1930s MG Midgets are perfect examples of what a British sports car should look like with their low slung bodywork, drop sided doors, fold flat windscreen, rear mounted petrol slab tank and knock on wire wheels – basically everything you could want in style combined with decent performance and available at an affordable price – it’s no wonder they were successful!
The mid 30’s saw MG change direction when they replaced their range of Wolseley derived overhead cam engines with tuned push rod engines which, although they might initially have sounded less glamorous, turned out to give more than adequate power in standard form and were very tweakable if you so desired. In addition the T series cars were more spacious and I would argue more comfortable to drive on long distances than their immediate predecessors.

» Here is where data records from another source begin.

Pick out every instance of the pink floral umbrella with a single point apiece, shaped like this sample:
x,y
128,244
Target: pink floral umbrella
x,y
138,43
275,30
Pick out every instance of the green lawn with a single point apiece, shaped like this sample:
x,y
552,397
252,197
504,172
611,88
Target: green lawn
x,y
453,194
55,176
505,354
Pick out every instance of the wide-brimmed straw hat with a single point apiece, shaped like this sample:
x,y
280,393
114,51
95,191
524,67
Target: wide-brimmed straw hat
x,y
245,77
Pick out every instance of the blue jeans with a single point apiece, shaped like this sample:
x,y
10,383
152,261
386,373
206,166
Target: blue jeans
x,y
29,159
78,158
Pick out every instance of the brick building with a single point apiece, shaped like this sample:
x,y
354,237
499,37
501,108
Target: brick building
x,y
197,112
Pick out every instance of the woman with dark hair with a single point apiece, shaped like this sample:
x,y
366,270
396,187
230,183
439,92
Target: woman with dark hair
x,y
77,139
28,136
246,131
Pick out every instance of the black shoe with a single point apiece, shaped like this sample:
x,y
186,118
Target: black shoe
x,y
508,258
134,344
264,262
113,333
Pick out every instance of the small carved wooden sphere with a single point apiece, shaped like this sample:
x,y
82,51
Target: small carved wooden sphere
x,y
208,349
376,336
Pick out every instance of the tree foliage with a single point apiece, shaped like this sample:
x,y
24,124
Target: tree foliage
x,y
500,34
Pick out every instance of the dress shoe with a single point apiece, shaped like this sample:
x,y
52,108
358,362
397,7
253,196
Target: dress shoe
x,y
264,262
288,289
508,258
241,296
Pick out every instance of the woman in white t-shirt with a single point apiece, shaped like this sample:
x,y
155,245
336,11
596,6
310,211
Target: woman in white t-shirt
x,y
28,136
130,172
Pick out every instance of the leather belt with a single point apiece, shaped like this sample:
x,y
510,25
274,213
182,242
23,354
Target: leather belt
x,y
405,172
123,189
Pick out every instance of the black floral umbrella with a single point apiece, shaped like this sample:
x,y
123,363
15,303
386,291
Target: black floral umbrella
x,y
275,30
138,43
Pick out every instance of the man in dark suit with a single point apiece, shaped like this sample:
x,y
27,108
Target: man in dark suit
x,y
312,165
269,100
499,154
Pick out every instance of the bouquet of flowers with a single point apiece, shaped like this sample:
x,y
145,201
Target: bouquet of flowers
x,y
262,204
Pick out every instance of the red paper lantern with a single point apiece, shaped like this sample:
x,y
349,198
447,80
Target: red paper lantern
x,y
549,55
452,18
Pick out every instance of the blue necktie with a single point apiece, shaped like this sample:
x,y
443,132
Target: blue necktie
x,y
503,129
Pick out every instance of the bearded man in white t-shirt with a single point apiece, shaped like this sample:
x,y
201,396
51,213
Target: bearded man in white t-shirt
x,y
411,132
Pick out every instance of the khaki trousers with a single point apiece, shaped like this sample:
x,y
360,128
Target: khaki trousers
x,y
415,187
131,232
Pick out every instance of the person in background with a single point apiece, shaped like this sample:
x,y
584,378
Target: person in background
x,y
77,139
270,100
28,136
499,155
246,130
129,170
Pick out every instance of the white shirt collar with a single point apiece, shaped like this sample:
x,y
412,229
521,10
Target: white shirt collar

This superb car, which I have known since 2006, was first registered on 13th April 1938 with chassis number TA 2271 and engine number MPJG 2538. It went through a comprehensive structural restoration between 2003 and 2005 and there are photographs and invoices in the file which record the work done. This was followed by an engine rebuild in 2010/2011 which was again documented by photographs and invoices.
The car’s current owner, who acquired it in 2016, has continued to maintain it to a very high standard. The work carried out by a local garage with good old car experience included fitting a VW steering box which transforms its directional stability (the original steering box comes with the car in case you want to refit it). In addition it has a relined clutch plus all the brake shoes and cylinders, both of the rear springs and the rear hub seals have been replaced.
With reference to all this work a useful thing to note about MG TAs is the ready availability of a very wide range of parts and consumable components to help you or your local garage keep it maintained to a high standard.
The car comes with an MG TA and TB instruction manual as well as two copies of the Service Parts List and a book entitled MG T Series and Pre-War Midgets by motoring historian Anders Ditlev Clausager.
Apart from repeating a series of superlatives there really is nothing else to say other than if you genuinely want to own what must be one of the best TAs around then you should look at this car. Inevitably the price reflects its condition but it is nonetheless very good value for money as it would cost you far more than its current price to get a lesser car into the same condition as this one!